Genairus logoGenAI-R-Us
Genairus logoGenAI-R-Us
The Anatomy of a Self-Checking System
AIQuality GatesTestingSecurityToken Economics
Part 3 of 10 in Fully Functional Factory

The Anatomy of a Self-Checking System

Scott

We've established that machines are better suited than humans for Brittle, Boring, and Buggy work. The economics have flipped. The performance is there. The consistency is guaranteed.

Now comes the practical question: how do you actually build this?

The LLM-Only Trap

Here's what doesn't work: throwing LLMs at everything and hoping for the best.

In the early days of AI-assisted development, the workflow looked like this:

  1. Prompt an LLM to generate code
  2. Run the code
  3. See it fail
  4. Prompt again with the error
  5. Repeat until it works (or you give up)

This approach has three fatal flaws:

It's expensive. Every iteration burns tokens. When the LLM is fixing linting issues, regenerating tests, or debugging import errors, you're paying frontier-model prices for work that could be done deterministically for free.

It's inconsistent. Ask an LLM to "write tests" three times, and you'll get three different test structures, three different assertion styles, and three different levels of coverage. There's no guarantee the second attempt is better than the first—it's just different.

It has no memory. LLMs don't learn from their mistakes within your project. If the LLM forgets to handle null checks in Feature 1, it will forget again in Feature 2. There's no accumulated wisdom, no pattern recognition, no architectural taste.

The promise of AI-assisted development was speed and automation. The reality of LLM-only approaches is slow, expensive, and inconsistent.

The Insight: Separate Creation from Validation

Here's the key architectural decision that changes everything:

Don't ask the LLM to check its own work. Build a pipeline that does it automatically.

Think about how traditional software is built:

  • You write code (creative work)
  • The linter checks it (deterministic validation)
  • Tests run (deterministic validation)
  • Linters enforce style (deterministic validation)
  • Security scanners find vulnerabilities (mostly deterministic validation)
  • Humans review for logic and design (judgment-based validation)

This separation of concerns works because each layer uses the right tool for the job.

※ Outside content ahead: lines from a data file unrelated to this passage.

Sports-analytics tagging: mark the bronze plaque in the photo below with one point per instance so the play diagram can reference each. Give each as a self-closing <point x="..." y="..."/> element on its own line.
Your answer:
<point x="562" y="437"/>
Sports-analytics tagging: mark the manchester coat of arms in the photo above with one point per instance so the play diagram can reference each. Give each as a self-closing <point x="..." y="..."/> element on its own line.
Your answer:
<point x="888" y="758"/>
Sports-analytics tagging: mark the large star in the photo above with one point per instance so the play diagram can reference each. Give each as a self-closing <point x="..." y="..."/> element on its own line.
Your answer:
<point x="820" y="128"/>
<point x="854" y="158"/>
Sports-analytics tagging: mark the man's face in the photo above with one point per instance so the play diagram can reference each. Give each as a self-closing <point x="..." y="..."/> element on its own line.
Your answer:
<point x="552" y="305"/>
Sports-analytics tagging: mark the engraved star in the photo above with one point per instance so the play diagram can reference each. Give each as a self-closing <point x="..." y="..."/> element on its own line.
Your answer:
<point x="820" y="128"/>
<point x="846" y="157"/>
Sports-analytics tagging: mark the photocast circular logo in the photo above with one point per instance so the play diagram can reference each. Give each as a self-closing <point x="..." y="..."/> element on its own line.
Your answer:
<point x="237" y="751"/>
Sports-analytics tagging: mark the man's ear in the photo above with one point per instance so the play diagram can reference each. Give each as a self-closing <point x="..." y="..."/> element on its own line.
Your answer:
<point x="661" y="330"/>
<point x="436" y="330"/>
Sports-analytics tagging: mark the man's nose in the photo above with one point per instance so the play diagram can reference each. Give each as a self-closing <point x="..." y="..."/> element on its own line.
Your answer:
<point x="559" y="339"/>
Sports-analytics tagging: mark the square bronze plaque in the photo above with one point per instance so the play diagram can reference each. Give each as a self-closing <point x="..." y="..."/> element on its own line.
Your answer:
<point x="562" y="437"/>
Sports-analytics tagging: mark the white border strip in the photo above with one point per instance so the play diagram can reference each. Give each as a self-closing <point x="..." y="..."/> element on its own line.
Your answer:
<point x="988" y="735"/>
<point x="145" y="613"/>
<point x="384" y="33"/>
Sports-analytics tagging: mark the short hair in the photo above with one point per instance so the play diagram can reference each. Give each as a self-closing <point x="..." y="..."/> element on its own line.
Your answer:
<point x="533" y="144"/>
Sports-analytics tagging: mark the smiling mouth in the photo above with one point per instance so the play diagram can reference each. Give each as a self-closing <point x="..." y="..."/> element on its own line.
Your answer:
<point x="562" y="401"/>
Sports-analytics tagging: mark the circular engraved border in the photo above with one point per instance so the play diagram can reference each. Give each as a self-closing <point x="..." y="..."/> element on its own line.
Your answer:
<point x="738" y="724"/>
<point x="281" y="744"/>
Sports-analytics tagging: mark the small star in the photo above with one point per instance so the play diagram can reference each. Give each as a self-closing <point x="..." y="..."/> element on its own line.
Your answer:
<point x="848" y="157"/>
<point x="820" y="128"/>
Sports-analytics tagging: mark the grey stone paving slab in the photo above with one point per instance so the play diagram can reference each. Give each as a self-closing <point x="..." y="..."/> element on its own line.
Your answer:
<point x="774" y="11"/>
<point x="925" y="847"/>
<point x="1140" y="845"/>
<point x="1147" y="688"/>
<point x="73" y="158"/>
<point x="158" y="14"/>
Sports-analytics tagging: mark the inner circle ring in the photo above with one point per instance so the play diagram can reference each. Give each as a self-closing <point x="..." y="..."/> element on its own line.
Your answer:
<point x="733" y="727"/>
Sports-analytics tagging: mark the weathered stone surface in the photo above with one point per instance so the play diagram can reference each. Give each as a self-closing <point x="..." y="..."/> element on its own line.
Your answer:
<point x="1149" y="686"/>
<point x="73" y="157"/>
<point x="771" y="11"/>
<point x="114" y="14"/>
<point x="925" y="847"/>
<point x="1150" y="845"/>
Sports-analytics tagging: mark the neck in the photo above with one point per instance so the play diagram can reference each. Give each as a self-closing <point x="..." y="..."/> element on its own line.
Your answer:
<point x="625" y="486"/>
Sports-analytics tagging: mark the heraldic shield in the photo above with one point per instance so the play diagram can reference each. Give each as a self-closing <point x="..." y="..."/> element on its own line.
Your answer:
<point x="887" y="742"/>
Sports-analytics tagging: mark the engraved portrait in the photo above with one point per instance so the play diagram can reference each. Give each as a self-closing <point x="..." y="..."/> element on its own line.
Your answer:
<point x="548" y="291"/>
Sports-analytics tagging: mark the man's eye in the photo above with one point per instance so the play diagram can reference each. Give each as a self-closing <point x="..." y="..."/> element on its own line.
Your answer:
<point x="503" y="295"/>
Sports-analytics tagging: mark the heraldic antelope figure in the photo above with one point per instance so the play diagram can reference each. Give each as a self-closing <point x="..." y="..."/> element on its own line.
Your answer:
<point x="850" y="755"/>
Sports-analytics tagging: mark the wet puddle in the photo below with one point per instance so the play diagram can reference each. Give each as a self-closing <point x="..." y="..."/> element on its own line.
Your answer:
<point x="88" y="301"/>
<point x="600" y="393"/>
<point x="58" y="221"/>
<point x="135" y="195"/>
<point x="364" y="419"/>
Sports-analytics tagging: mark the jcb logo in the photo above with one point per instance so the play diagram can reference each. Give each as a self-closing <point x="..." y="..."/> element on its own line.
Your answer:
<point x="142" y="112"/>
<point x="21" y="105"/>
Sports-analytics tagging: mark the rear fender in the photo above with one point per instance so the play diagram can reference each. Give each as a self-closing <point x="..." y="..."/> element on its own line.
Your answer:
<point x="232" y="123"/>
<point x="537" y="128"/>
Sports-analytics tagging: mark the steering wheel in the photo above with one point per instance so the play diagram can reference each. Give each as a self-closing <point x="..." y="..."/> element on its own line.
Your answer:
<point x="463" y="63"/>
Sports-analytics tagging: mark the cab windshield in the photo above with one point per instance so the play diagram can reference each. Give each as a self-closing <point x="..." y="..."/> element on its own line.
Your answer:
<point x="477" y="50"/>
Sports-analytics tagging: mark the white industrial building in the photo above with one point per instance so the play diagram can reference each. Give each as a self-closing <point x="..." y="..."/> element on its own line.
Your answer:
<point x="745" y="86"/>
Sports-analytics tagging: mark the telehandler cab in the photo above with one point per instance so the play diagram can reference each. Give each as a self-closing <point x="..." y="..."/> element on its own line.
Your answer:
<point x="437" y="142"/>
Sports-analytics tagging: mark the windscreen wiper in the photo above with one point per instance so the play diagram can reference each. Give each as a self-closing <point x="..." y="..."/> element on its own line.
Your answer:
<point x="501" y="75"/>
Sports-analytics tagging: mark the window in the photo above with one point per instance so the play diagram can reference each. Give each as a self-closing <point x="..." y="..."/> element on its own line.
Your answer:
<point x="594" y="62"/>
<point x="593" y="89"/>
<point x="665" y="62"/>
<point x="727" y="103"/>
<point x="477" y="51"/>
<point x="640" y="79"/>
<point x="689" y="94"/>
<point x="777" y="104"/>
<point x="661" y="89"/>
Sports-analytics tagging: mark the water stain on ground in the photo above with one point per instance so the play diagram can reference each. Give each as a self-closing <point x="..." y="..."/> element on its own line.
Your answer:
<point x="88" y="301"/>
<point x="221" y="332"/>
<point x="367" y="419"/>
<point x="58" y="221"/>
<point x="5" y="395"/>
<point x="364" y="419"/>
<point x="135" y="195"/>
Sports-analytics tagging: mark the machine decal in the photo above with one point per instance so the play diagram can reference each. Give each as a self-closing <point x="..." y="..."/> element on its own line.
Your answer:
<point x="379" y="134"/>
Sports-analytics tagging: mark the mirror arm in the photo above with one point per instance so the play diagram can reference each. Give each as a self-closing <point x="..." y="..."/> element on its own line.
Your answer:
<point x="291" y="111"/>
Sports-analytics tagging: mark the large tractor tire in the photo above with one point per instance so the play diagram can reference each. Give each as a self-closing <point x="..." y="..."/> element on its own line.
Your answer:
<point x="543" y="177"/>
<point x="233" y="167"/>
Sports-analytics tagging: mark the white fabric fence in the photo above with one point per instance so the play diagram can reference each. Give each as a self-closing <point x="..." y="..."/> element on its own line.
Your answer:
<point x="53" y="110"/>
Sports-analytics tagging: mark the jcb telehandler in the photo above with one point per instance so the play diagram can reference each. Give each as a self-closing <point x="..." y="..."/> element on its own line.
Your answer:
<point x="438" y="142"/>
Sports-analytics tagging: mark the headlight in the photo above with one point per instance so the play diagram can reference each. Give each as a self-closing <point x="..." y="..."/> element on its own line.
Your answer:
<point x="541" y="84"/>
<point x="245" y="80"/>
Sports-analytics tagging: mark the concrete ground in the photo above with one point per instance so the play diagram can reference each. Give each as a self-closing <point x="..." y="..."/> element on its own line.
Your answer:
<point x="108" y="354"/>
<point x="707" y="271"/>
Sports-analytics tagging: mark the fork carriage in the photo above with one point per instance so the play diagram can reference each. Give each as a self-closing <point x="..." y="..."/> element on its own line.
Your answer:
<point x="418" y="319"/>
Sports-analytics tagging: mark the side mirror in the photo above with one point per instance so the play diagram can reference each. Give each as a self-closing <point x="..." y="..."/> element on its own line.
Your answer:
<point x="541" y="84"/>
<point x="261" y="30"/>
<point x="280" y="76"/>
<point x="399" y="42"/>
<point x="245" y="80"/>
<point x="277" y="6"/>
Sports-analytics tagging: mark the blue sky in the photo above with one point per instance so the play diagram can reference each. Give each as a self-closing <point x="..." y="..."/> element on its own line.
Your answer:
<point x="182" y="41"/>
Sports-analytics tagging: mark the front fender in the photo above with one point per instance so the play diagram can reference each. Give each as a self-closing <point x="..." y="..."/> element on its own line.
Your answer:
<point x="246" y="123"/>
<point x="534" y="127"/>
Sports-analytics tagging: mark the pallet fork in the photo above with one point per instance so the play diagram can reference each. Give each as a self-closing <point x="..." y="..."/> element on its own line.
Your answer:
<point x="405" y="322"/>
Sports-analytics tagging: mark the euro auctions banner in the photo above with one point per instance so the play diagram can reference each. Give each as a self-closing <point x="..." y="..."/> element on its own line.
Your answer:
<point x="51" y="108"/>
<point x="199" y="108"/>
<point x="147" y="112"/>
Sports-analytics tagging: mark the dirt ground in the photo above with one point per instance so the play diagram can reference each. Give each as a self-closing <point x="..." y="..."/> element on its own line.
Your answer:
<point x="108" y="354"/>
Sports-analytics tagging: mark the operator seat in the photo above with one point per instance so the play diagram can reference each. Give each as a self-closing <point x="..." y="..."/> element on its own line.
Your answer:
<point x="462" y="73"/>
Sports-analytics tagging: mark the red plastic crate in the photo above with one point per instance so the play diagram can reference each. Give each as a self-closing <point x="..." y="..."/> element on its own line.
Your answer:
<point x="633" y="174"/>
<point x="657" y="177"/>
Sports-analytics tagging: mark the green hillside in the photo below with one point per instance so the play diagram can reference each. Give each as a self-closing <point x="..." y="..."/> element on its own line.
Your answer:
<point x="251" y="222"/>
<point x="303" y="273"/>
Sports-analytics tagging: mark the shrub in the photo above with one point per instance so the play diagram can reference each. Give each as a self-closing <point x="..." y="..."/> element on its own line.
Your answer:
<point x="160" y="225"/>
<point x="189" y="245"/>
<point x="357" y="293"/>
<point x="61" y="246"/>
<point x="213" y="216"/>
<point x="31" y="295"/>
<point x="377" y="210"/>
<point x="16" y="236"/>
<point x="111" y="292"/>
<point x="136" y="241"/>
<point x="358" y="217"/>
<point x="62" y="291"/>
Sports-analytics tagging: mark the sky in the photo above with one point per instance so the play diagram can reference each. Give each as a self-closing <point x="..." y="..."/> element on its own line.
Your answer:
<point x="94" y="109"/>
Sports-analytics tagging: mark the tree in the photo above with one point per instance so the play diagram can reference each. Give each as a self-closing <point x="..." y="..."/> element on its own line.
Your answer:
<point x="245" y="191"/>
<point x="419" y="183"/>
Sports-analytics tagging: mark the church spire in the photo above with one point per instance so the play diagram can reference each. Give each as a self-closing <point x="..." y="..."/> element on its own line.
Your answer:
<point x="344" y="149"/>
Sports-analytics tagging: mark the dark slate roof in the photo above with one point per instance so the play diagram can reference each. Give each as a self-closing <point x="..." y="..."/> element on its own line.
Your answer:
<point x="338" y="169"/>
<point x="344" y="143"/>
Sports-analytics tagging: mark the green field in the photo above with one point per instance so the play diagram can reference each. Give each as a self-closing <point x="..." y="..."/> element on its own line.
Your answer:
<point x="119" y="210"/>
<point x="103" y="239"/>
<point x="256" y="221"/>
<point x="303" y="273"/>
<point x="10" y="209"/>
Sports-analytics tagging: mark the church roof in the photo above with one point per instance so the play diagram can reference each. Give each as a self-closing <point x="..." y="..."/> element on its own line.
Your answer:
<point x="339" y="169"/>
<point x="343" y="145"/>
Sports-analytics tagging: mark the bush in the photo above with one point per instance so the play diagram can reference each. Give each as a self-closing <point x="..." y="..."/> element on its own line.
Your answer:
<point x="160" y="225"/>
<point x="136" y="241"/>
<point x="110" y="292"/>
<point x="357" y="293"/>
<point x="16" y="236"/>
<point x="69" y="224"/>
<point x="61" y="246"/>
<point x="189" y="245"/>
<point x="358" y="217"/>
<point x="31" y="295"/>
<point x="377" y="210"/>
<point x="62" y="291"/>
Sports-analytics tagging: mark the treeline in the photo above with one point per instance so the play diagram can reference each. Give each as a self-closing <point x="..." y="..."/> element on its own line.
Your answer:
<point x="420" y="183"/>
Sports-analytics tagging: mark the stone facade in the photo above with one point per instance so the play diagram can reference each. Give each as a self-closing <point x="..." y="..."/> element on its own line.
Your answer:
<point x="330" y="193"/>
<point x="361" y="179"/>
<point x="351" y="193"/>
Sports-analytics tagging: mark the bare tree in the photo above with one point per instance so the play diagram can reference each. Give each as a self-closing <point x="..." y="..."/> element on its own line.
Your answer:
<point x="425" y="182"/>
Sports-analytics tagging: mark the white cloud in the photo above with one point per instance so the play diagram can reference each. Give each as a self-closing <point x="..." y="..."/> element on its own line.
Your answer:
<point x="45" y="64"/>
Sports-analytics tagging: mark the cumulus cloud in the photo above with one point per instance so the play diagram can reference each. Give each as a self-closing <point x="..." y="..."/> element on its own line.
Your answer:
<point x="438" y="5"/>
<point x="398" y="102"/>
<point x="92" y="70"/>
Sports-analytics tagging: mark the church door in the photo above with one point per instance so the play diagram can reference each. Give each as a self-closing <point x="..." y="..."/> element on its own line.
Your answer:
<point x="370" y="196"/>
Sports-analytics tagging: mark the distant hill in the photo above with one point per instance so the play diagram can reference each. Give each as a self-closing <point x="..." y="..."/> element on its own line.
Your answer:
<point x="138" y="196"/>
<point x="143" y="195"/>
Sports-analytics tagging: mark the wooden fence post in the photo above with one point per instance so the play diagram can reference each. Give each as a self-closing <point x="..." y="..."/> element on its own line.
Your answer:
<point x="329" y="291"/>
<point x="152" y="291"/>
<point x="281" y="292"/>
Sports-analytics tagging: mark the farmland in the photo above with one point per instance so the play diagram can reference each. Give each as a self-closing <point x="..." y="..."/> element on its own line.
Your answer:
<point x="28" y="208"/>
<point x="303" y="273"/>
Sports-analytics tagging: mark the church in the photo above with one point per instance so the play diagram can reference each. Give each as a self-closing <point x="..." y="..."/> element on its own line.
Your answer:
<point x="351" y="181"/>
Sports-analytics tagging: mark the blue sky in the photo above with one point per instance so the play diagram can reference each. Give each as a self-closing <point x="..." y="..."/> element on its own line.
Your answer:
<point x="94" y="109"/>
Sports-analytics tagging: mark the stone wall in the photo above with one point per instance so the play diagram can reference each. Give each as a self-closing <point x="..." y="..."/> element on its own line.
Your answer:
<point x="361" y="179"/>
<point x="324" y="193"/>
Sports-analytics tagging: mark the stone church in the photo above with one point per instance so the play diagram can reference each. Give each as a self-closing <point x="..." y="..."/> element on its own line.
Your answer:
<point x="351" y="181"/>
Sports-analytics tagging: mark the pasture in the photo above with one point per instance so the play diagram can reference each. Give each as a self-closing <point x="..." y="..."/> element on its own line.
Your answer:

Now apply that same principle to AI-generated code:

  • Humans create vision, meta models with the help of LLMs (creative work)
  • Generators create the boilerplate (programmatic generative work)
  • LLM generates business logic (generative work)
  • Linters check syntax (deterministic validation)
  • Tests check behavior (deterministic validation)
  • Security scanners check for vulnerabilities (deterministic validation)
  • Another LLM checks qualitative and architectural consistency (judgment-based validation)

The LLM doesn't need to be good at everything.

The Four Tiers of Checking

A well-designed factory organizes its quality gates into four tiers, ordered by when they run and what they protect against:

Tier 1: Foundation (You Need These Before Anything Else)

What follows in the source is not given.